Robert Munro / Rob Munro
I'm a computational linguist working in communication technologies. This covers a broad area of technology and development, from crowdsourcing and machine-learning for extracting rich information from natural language, to the installation of supporting infrastructures.
Some past work:
Global Viral Forecasting. In 2011 I worked at Global Viral Forecasting (now Metabiota) as the Chief Technology Officer for EpidemicIQ; a system that is tracking disease outbreaks world-wide. The goal is to predict and prevent future epidemics. Google Flu trends found that you can predict flu outbreaks by simply modeling the symptoms that people choose to search for. Imagine if you modeled all the world's available medical information and reports?
Crowdsourcing language and cognition. Language and cognition tasks that used to take thousands of dollars over several months can now be completed in a matter of hours for a few dollars. While I originally worked in commercial crowdsourcing applications, and more recently in social development, many of the most exciting applications are in scientific research.
In July 2011, I helped run the Workshop on Crowdsourcing Technologies for Language and Cognition Studies, for the first time bringing together the researchers who are embracing these new technologies and strategies. We are already seeing the beginning of paradigm shift in language research back to empirically savvy approaches. Crowdsourcing technologies are set to become one of the leading tools in this new wave of research methodologies.
Mission 4636. I coordinated the translation, geolocation and categorization of emergency text messages sent in Haiti in the wake of January 12, 2010 earthquake. This was the only emergency response service available to people within Haiti during this critical period. The primary emergency responders were the US Military who for the most part did not speak Haitian Kreyol or know the locations of addresses in Haiti. Working with more than 1000 Kreyol and French-speaking volunteers from 49 countries, we created a system that allowed us to turn raw text messages in Haitian Kreyol into categorized English messages with precise coordinates with an average turnaround of just 10 minutes. According to the responders this saved hundreds of lives and directed the first aid to tens of thousands.
In total, we processed more than 80,000 messages. It was the first time that crowdsourcing had been used for real-time humanitarian relief and it is still the largest deployment of humanitarian crowdsourcing to date.

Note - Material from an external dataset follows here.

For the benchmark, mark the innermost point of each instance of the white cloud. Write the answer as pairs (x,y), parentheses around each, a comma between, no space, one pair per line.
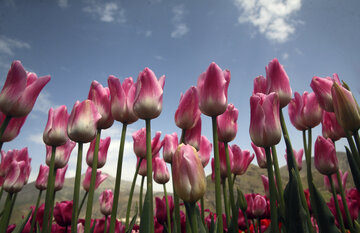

Classifying and extracting meaning from short message communications with machine learning and natural language procesing. This project was the focus of my Ph.D. and it looked at methods for automatically classifying text messages (SMS) in low resource languages, and for extracting information such as locations and the names of people.
A new architecture was developed that adapts to the variation in the language by combining subword models with incremental learning over streaming data. By looking at messages in Chichewa, Kreyol, Pashto, Urdu and Sindhi we were able to combine linguistic models with spatial and temporal information to identify the topics of messages with high accuracy and confidence.
Pakreport. I developed modules that allows Pakreport's information management component to outsource the value-adding tasks of translation, geolocation and categorization to volunteers working with CrowdFlower.
This means that work is cross-checked among multiple workers so that the information is not susceptible to the potential errors of any one volunteer, ensuring data-quality for the aid agencies using the service and meaning that the volunteers can help without fear of accidentally introducing bad information.
Reported Speech in Matses. In late 2009 I had the privilege to live with the Matses and study their language. The Matses people live in a remote enough corner of Peruvian Amazon and only gave up their prior nomadic lifestyle in 1969, making it an under-studied and endangered language.
Reported speech in Matses is unlike any other language. If someone says, "I will go to there tomorrow", you can quote that person directly (they said "I will go there tomorrow"), but you cannot rephrase it from your own spatio-temporal or interpersonal point-of-view (they said "they will come here today"). However, you are otherwise free to paraphrase (they said "I will canoe to there in the morning") or extract (where did they said "I will go"?). This challenges some of the fundamental assumptions about cross-linguistic semantic constraints and raises interesting questions about the possibilities for how we encode the world we perceive.